Now you might be thinking "isn't this just inline styles with extra steps?", and while we are using inline styles to apply the variable, it doesn't come with the same downsides. For one, there's no specificity issue because we're declaring the property under the .button selector in the css file. Secondly, all our styles are co-located, it's just the value of the custom property that's being passed down.
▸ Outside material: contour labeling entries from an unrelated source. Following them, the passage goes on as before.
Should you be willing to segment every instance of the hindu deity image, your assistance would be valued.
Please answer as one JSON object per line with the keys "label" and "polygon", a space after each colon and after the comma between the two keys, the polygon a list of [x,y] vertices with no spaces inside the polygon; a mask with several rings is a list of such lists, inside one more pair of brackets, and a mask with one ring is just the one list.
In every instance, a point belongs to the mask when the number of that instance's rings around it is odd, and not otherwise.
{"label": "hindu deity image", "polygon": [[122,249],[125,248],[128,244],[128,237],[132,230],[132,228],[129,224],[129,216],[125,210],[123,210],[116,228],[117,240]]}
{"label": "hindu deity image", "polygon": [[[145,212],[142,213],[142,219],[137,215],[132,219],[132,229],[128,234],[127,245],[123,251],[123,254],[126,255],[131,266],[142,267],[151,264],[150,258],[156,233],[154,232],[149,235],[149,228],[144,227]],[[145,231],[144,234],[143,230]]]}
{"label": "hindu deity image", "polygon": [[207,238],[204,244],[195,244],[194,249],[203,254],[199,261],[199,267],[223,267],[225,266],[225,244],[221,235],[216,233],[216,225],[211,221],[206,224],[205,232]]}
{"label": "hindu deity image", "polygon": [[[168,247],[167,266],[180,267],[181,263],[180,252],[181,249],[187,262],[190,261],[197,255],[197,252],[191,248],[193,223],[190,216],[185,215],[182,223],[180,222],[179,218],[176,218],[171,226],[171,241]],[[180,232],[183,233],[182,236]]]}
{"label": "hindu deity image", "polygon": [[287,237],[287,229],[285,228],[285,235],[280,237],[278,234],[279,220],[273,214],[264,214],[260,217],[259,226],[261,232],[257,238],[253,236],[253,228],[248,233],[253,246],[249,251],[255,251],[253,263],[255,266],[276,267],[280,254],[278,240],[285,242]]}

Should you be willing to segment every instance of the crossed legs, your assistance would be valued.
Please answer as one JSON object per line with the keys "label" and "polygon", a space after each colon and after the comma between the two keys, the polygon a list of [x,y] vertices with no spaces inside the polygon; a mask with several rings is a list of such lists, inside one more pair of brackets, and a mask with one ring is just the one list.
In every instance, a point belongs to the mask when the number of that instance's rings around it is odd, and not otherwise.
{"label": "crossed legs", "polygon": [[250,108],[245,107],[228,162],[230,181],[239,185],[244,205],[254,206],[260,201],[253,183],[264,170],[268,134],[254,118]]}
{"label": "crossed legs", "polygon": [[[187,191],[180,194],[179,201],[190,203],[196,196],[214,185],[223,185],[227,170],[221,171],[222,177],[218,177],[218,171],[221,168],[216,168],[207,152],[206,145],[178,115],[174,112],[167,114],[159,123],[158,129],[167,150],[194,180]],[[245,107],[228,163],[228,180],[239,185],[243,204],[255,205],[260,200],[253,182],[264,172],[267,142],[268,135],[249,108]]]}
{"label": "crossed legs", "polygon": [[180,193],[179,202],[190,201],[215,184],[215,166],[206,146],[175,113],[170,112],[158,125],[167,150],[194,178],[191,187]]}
This also makes it really convenient when working with properties like transforms or clip-paths where you only need to dynamically control one piece of the value

jsx
// All we need to pass is the value needed by the transform, rather than
// polluting our jsx with the full transform in the inline style
function Button({ offset, children }) {
  return (
    <button className="button" style={{ '--offset': `${offset}px` }}>
      {children}
    </button>
  );
}
css
.button {
  border: 0;
  padding: 8px 12px;
  font-size: 14px;
  color: dimgrey;
  background-color: whitesmoke;
  transform: translate3d(0, var(--offset), 0);
}

There's way more you can do with CSS custom properties, like setting defaults and allowing overrides from the cascade for any components that compose one another to hook into, like a "CSS API". This article from Lea Verou does a great job at explaining this technique.

States

The best way I've found to deal with component states and variants with vanilla CSS is using data attributes. What I like about this is that it pairs nicely with the upcoming native CSS nesting syntax. The old technique of targeting BEM modifiers with &--modifier doesn't work like it does in pre-processors. But with data attributes, we get similar ergonomics

jsx
function Button({ color, size, primary, children }) {
  return (
    <button className="button" data-size={size} data-primary={primary}>
      {children}
    </button>
  );
}
css
.button {
  border: 0;
  border-radius: 4px;
  padding: 8px 12px;
  font-size: 14px;
  color: dimgrey;
  background-color: whitesmoke;

  &[data-primary='true'] {
    background-color: var(--colorPrimary);
  }

  &[data-size='small'] {
    height: 30px;
  }

  &[data-size='medium'] {
    height: 40px;
  }

  &[data-size='large'] {
    height: 60px;
  }
}

Have a play with the example button component here:

This looks similar to how modifiers are written using BEM syntax. It's also much more straightforward and easy to read than the Styled Components function syntax. The one downside is that we do gain a level of specificity that we don't with BEM modifiers using the &--modifier pattern, but I think that's an acceptable tradeoff.

It may seem kinda weird at first to use data attributes for styling, but it gets around the problem of messy string concatenation using classes. It also mirrors how we can target accessibility attributes for interaction-based styling, for example:

css
.button {
  &[aria-pressed='true'] {
    background-color: gainsboro;
  }

  &[disabled] {
    opacity: 0.4;
  }
}

I like this approach because it helps structure styling, we can see that any class is styling the base element, andy any attribute is styling a state. As for avoiding style clashes, there are better options now that automate the process like CSS Modules which is included out of the box in most React frameworks like Next.js and Create React App.

Of course, these techniques don't require you to only use vanilla CSS, you can just as easily combine them with CSS-in-JS or a pre-processor. However with new features like nesting and relative colors I think it's becoming less necessary to reach for these tools.

The entirety of this website is styled using these techniques, so if you want to see an example of how this applies to some real components, take a gander at the source code.